2020年6月15日 星期一

Breaking up with China is hard to do 與中國市場難分難捨:澳洲龍蝦商、德國燈泡商Osram,日本 Toto 衛浴

Australia’s lobstermen are almost entirely reliant on China: At the beginning of this year, 95 percent of their catch was shipped there.  David Dare Parker for The New York Times

Breaking up with China is hard to do

The coronavirus pandemic has reminded many countries how deeply reliant on Chinese business they are, and some are trying to reduce their exposure.
That’s not always as easy as it sounds — especially during an economic crisis. We looked at three companies in three countries heavily reliant on China to understand what businesses are facing.
Australia’s lobster: Before the pandemic, 95 percent of Australia’s spiny lobsters were being shipped to Chinese partners. One third-generation fisherman in Western Australia said he tried quickly to diversify, but found that his only hope was rebuilding ties with China.
A German lighting company: The last time German industry faced a severe downturn, relief came from China.
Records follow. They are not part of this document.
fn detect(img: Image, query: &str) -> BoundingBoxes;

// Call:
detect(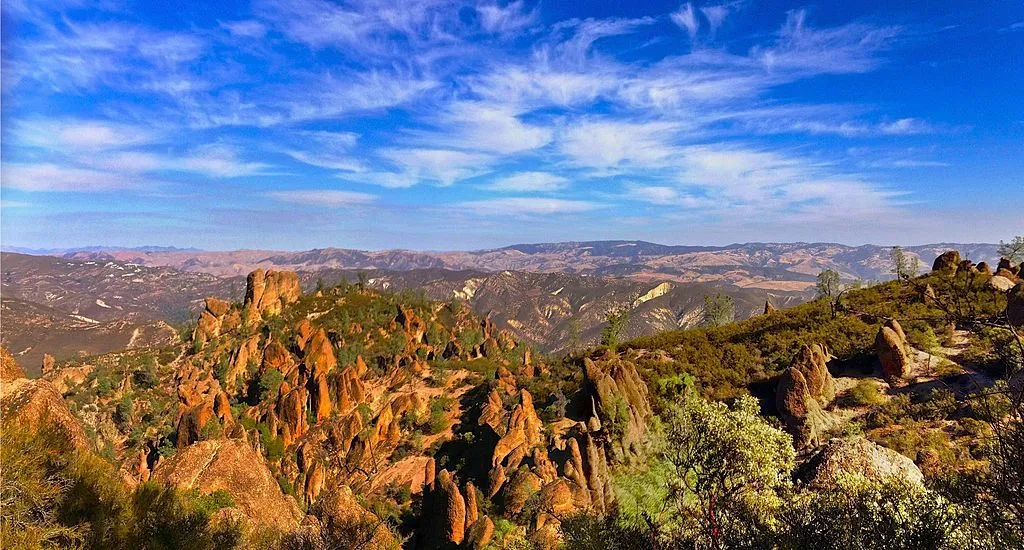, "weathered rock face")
[0,366,89,449]
[874,320,910,382]
[193,296,241,347]
[422,470,466,548]
[932,250,961,273]
[1007,283,1024,327]
[584,357,652,460]
[243,269,302,315]
[152,439,302,532]
[775,344,837,449]
[798,437,924,488]
[995,258,1022,277]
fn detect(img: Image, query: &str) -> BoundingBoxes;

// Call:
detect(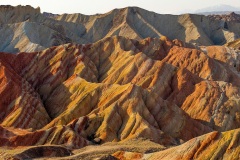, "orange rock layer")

Olaf Berlien, chief executive of Osram, one of the world’s largest lighting companies, said that since then he has become more skeptical and worked to rethink logistics and supply chains.
Luxury bathroom fixtures from Japan: Toto, Japan’s largest toilet maker, makes what China’s nouveau riche really want: electronic bidet toilets with heated seats, warm water jets, pleasingly shaped ceramic bowls and automated lids.
China accounts for more than half of its overseas sales. And for Toto, the huge market and skilled workers are too good to pass up.